Sunday Times

Key Standard Bank player quits

- THEKISO ANTHONY LEFIFI

STANDARD Bank’s board has put itself into a “psychologi­cal straitjack­et” as it loses key staff, according to First Avenue Asset Management’s chief investment officer Hlelo Giyose.

His comment came after Africa’s biggest bank in terms of assets announced the departure of chief operating officer Peter Wharton-Hood to Deutsche Bank, where he will be CEO.

Wharton-Hood’s departure had seemed inevitable for some time. For five years, he was one of a troika of deputy CEOs at the bank, alongside Sim Tshabalala and Ben Kruger.

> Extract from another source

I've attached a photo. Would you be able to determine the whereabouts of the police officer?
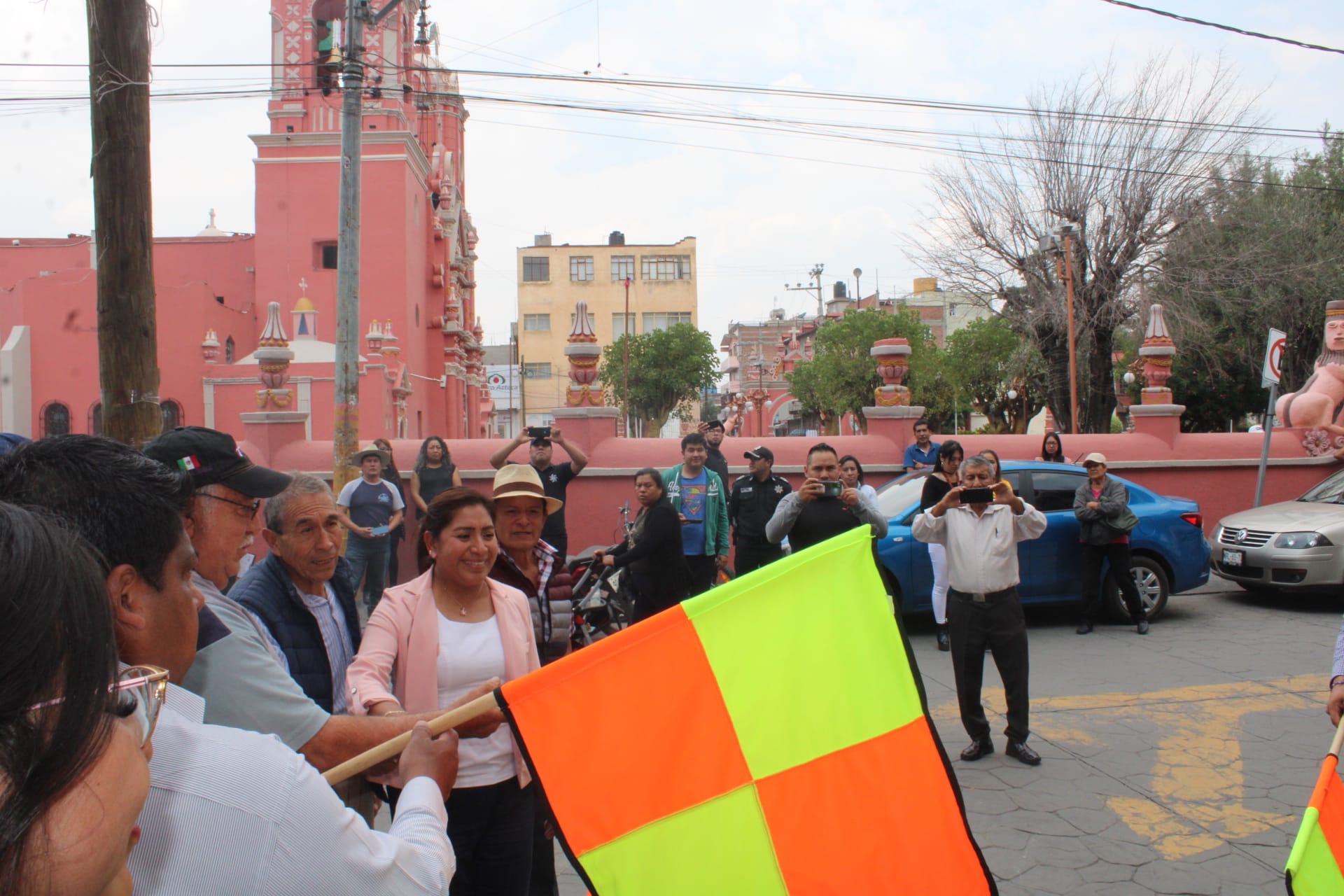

In March, however, Tshabalala and Kruger were appointed as Jacko Maree’s joint successors, leaving Wharton-Hood alone as deputy, having to report to Kruger.

Sanlam Investment Management global head Kokkie Kooyman said it was a natural step for Wharton-Hood to leave.

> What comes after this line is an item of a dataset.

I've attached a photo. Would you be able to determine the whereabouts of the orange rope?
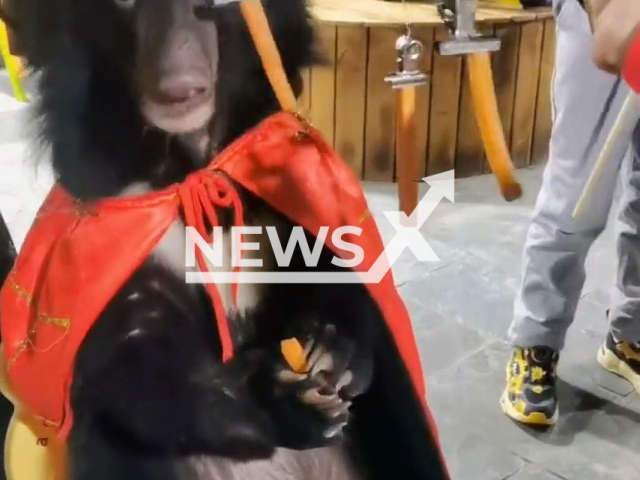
[240,0,298,113]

Wharton-Hood will now replace Herman Bosman as Deutsche Bank’s chief country officer for South Africa from next month — a move that Kooyman rates as a coup for the German bank.

Though Standard Bank played down Wharton-Hood’s departure — Kruger said this week that WhartonHoo­d “will be an important client of ours” in his new role — this raises concern about the loss of a crucial pillar of the bank’s management.

He had been with Standard Bank for 16 years and was regarded as a “minister of whatever portfolio that needs to be turned around”, according to Kooyman.

If an asset needed to be set back on its feet and then sold, WhartonHoo­d was the man to do this.

First Avenue’s Giyose, himself a former Standard Bank employee, said the fact that Wharton-Hood left for a CEO position suggested that Standard Bank “suffers from decision paralysis”.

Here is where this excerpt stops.